Further evidence gathered with the Hubble Space Telescope led the researchers to believe that the explosion was too faint to be a supernova-in fact, fainter than any supernova that has ever been observed. Further, the energies observed in both the July 9 and May 9 bursts are consistent with the results seen in computer simulations for collisions of “compact object binaries”-that is, neutron stars and black holes.
Also, the location of the May 9 burst on the outskirts of a star-forming galaxy is at a place where one would expect to see old stars that have collapsed into the extremely massive neutron stars and even more massive black holes. The July 9 burst appears to have come from deeper within the galaxy, however.

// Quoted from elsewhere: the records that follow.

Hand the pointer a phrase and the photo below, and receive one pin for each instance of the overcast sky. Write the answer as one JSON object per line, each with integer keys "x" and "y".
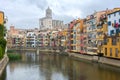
{"x": 26, "y": 13}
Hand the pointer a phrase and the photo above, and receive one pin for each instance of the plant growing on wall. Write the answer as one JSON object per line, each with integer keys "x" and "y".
{"x": 2, "y": 41}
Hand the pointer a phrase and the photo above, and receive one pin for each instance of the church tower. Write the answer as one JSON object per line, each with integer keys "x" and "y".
{"x": 48, "y": 13}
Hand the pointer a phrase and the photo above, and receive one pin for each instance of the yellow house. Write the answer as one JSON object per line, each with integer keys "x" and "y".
{"x": 111, "y": 47}
{"x": 111, "y": 43}
{"x": 1, "y": 17}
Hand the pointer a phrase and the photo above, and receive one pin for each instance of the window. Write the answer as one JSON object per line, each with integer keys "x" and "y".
{"x": 117, "y": 31}
{"x": 110, "y": 51}
{"x": 118, "y": 40}
{"x": 105, "y": 51}
{"x": 109, "y": 23}
{"x": 105, "y": 41}
{"x": 109, "y": 15}
{"x": 116, "y": 52}
{"x": 114, "y": 14}
{"x": 114, "y": 41}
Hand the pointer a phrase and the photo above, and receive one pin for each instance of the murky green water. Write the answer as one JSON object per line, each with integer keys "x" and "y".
{"x": 57, "y": 67}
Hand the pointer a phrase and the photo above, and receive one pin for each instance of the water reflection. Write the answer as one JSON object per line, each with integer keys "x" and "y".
{"x": 56, "y": 67}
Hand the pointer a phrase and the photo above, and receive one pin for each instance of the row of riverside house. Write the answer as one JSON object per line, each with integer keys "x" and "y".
{"x": 97, "y": 34}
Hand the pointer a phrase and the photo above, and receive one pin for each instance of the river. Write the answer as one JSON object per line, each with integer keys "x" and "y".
{"x": 57, "y": 67}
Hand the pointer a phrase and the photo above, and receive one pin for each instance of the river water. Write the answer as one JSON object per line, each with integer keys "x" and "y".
{"x": 57, "y": 67}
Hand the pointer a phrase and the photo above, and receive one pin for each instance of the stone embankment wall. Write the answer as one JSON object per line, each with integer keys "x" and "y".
{"x": 3, "y": 63}
{"x": 103, "y": 60}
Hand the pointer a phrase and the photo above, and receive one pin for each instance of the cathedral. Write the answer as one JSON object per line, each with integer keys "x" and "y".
{"x": 47, "y": 22}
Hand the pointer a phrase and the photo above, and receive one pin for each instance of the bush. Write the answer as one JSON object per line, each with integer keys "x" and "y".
{"x": 13, "y": 56}
{"x": 1, "y": 31}
{"x": 2, "y": 41}
{"x": 3, "y": 44}
{"x": 1, "y": 52}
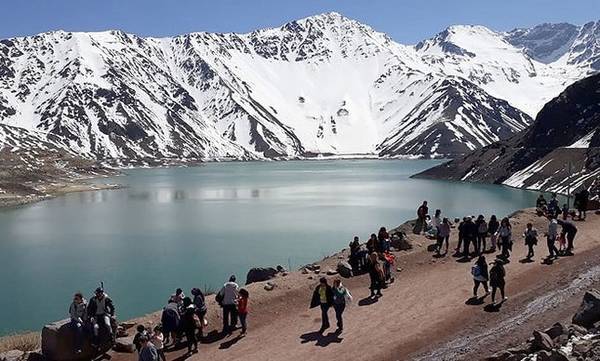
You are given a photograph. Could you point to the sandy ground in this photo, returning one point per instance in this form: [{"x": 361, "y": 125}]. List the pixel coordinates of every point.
[{"x": 423, "y": 315}]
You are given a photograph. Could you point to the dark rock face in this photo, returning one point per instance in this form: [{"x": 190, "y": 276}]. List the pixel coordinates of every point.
[
  {"x": 542, "y": 152},
  {"x": 260, "y": 274},
  {"x": 589, "y": 311}
]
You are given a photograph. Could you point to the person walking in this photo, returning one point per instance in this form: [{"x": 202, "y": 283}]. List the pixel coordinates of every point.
[
  {"x": 551, "y": 237},
  {"x": 78, "y": 316},
  {"x": 443, "y": 236},
  {"x": 228, "y": 296},
  {"x": 376, "y": 275},
  {"x": 482, "y": 229},
  {"x": 505, "y": 235},
  {"x": 341, "y": 296},
  {"x": 101, "y": 310},
  {"x": 479, "y": 271},
  {"x": 497, "y": 280},
  {"x": 243, "y": 309},
  {"x": 323, "y": 297},
  {"x": 530, "y": 236}
]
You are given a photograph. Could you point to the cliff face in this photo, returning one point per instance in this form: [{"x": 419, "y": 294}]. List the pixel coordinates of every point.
[{"x": 565, "y": 134}]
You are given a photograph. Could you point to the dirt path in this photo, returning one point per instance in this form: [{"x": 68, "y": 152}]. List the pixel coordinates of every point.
[{"x": 423, "y": 315}]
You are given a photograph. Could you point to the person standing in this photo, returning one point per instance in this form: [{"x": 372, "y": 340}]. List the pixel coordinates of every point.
[
  {"x": 228, "y": 295},
  {"x": 341, "y": 296},
  {"x": 376, "y": 275},
  {"x": 479, "y": 271},
  {"x": 444, "y": 236},
  {"x": 323, "y": 297},
  {"x": 569, "y": 230},
  {"x": 78, "y": 315},
  {"x": 493, "y": 226},
  {"x": 531, "y": 236},
  {"x": 505, "y": 234},
  {"x": 422, "y": 213},
  {"x": 482, "y": 229},
  {"x": 101, "y": 310},
  {"x": 551, "y": 237},
  {"x": 497, "y": 280},
  {"x": 243, "y": 309}
]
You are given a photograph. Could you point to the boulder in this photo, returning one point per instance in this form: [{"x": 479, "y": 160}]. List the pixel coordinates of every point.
[
  {"x": 58, "y": 343},
  {"x": 13, "y": 355},
  {"x": 124, "y": 344},
  {"x": 344, "y": 269},
  {"x": 589, "y": 311},
  {"x": 541, "y": 341},
  {"x": 260, "y": 274}
]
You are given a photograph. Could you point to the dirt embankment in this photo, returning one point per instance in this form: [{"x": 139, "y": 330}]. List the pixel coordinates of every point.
[{"x": 422, "y": 316}]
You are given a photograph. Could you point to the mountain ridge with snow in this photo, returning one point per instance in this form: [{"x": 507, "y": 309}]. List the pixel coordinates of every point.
[{"x": 324, "y": 84}]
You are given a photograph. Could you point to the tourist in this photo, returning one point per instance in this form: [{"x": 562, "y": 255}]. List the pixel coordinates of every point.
[
  {"x": 376, "y": 275},
  {"x": 200, "y": 304},
  {"x": 497, "y": 275},
  {"x": 461, "y": 234},
  {"x": 482, "y": 229},
  {"x": 101, "y": 310},
  {"x": 228, "y": 296},
  {"x": 147, "y": 351},
  {"x": 372, "y": 243},
  {"x": 569, "y": 230},
  {"x": 493, "y": 227},
  {"x": 551, "y": 237},
  {"x": 170, "y": 320},
  {"x": 341, "y": 296},
  {"x": 78, "y": 315},
  {"x": 480, "y": 275},
  {"x": 189, "y": 324},
  {"x": 531, "y": 236},
  {"x": 505, "y": 235},
  {"x": 541, "y": 205},
  {"x": 383, "y": 240},
  {"x": 581, "y": 203},
  {"x": 243, "y": 309},
  {"x": 443, "y": 236},
  {"x": 323, "y": 297},
  {"x": 141, "y": 332},
  {"x": 157, "y": 340},
  {"x": 470, "y": 236},
  {"x": 422, "y": 213}
]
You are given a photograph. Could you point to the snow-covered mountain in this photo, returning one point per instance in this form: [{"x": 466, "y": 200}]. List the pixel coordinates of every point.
[{"x": 321, "y": 85}]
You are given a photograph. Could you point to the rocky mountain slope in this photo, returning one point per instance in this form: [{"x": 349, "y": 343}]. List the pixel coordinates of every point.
[
  {"x": 560, "y": 150},
  {"x": 321, "y": 85}
]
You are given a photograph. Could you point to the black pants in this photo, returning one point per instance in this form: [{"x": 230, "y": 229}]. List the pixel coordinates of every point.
[
  {"x": 476, "y": 286},
  {"x": 552, "y": 250},
  {"x": 324, "y": 316},
  {"x": 229, "y": 317},
  {"x": 339, "y": 311},
  {"x": 495, "y": 288},
  {"x": 481, "y": 243}
]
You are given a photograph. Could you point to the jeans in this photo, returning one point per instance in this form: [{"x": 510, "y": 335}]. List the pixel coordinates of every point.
[
  {"x": 229, "y": 317},
  {"x": 324, "y": 316},
  {"x": 78, "y": 330},
  {"x": 243, "y": 321}
]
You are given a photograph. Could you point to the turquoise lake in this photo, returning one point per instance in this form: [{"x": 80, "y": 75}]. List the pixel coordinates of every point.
[{"x": 193, "y": 227}]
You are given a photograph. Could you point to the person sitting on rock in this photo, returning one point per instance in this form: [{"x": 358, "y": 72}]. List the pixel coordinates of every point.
[
  {"x": 323, "y": 297},
  {"x": 101, "y": 310},
  {"x": 78, "y": 315}
]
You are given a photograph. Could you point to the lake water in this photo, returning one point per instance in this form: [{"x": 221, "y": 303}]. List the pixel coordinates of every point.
[{"x": 193, "y": 227}]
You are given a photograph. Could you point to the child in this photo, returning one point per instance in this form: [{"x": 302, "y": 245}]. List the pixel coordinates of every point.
[
  {"x": 243, "y": 309},
  {"x": 158, "y": 341},
  {"x": 141, "y": 332}
]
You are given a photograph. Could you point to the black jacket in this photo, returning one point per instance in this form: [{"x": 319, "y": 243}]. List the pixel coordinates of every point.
[
  {"x": 109, "y": 308},
  {"x": 316, "y": 299}
]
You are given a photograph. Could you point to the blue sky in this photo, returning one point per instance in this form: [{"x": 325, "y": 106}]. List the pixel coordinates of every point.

“I am amazed that we have been able to make such great strides in the space of a few months.” Kulkarni added. “Now it is time to start addressing what beast lies at the heart of these explosions.”
In addition to Kulkarni and Fox, who was a Caltech postdoctoral scholar at the time of the discovery, the other Caltech authors are Fiona Harrison, a professor of physics and astronomy at Caltech; Tsvi Piran, a professor at Hebrew University who recently spent part of his sabbatical at Caltech as a Moore Distinguished Scholar; Avishay Gal-Yam and Dae-Sik Moon, all postdoctoral scholars; Ehud Nakar, a senior research fellow; and Mansi Kasliwal, Alicia Soderberg, Stephen Bradley Cenko, and Patrick Brian Cameron, all graduate students.
Research on gamma-ray bursts at Caltech is supported in part by funding from NASA and the National Science Foundation.